The ketoprofen patch was good at reducing pain both at rest and with activities of daily living (fig 1), similar to diclofenac; the median time to maximum difference in pain (at rest and with activities of daily living) in both groups was 6 days.

graphic file with name sm30239.f1.jpg

Figure 1 Change in pain during daily activities during the study (mean and 95% confidence interval).

The ketoprofen patch had a higher cure rate related to the injury global clinical condition than diclofenac gel at day 7 (p = 0.004), with almost 64% of the patients considered as “cured” with the ketoprofen patch when compared with 46% of those treated with diclofenac gel.

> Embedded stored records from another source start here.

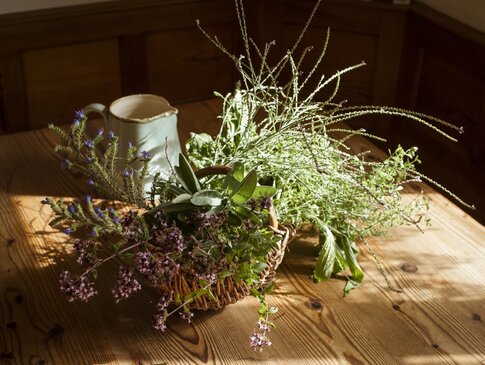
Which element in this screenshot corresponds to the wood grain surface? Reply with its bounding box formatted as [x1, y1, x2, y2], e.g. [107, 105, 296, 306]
[0, 102, 485, 365]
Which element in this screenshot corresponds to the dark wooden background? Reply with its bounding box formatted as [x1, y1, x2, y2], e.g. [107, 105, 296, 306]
[0, 0, 485, 222]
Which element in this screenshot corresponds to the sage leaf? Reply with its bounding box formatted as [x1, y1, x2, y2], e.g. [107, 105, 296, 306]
[190, 190, 222, 207]
[342, 237, 364, 296]
[160, 203, 194, 213]
[251, 185, 278, 199]
[313, 225, 337, 281]
[231, 162, 244, 182]
[231, 170, 258, 205]
[172, 193, 192, 203]
[174, 154, 200, 194]
[234, 205, 261, 224]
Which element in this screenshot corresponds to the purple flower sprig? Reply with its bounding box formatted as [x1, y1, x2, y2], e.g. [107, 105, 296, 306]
[49, 110, 148, 208]
[111, 266, 141, 303]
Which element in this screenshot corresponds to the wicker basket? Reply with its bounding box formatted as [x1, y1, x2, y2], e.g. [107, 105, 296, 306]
[159, 166, 295, 310]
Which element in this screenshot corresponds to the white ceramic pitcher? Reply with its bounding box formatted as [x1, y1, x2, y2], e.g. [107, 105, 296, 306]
[84, 94, 181, 191]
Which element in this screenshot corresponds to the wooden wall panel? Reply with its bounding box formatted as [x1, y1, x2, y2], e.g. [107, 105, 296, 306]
[414, 49, 485, 160]
[23, 40, 121, 128]
[274, 0, 407, 131]
[146, 24, 235, 102]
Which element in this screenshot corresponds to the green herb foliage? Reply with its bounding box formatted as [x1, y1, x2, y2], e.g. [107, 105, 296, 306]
[187, 0, 470, 293]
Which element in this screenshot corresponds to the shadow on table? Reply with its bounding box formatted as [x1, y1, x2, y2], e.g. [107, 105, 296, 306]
[0, 205, 484, 364]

Moreover, the ketoprofen patch provided greater pain relief on full passive motion at day 7 (p = 0.046) and at day 14 (p = 0.040), and greater pain relief on pressure at day 7 (p = 0.010). We observed a similar efficacy profile in both groups for other clinical assessments such as swelling, muscle stiffness, bruising, quality of sleep, functional disability or pain on passive isometric contraction.

The percentage of patients who required rescue drug (paracetamol) was lower in the ketoprofen patch group (20.2%) than in the diclofenac group (31.2%) at days 3‐4 (p = 0.059), but the difference was not statistically significant.

The investigators global assessment of efficacy and tolerance, and the patients global assessment of efficacy/tolerance, acceptability, pharmaceutical shape, application and dosage standard were statistically higher (p = 0.001) for the ketoprofen patch than for the diclofenac gel (fig 2). More than 85% of the patients treated with the ketoprofen patch considered that the treatment had a good or excellent application and dosage form.

graphic file with name sm30239.f2.jpg

Figure 2 Investigators' and patients' global assessment on efficacy, tolerance, accepatability and treatment comfort, and patient opinion about patch removal and skin adherence (percentage of investigators/patients who assessed each domain as good or excellent). *Patch removal and skin adherence only evaluated for the patch form.

In all, >80% of the patients rated the patch removal and skin adherence for the ketoprofen patch as good or excellent.

From the safety point of view, there were no differences between treatment groups in the percentage of patients with adverse events, with a very low incidence: 4.3% for the ketoprofen patch and 0.1% for diclofenac gel. The only related adverse events were two cases of erythema with the ketoprofen patch. There were no serious adverse events.

Discussion

The study has confirmed that the ketoprofen patch (once daily) was not inferior to diclofenac gel (three times per day) in reducing the baseline pain during daily activities, as it did not present an efficacy <10% of that with diclofenac gel. Both treatments produced a significant decrease in pain during daily activities in patients with sport‐related soft‐tissue injuries. In addition, the ketoprofen patch presented a higher efficacy (difference of –1.17 in favour of ketoprofen patch with a 95% CI between −5.86 and 3.52). This difference meant a reduction of up to 79% of the baseline pain during daily activities after 7 days of treatment compared with the 77% reduction obtained with diclofenac gel.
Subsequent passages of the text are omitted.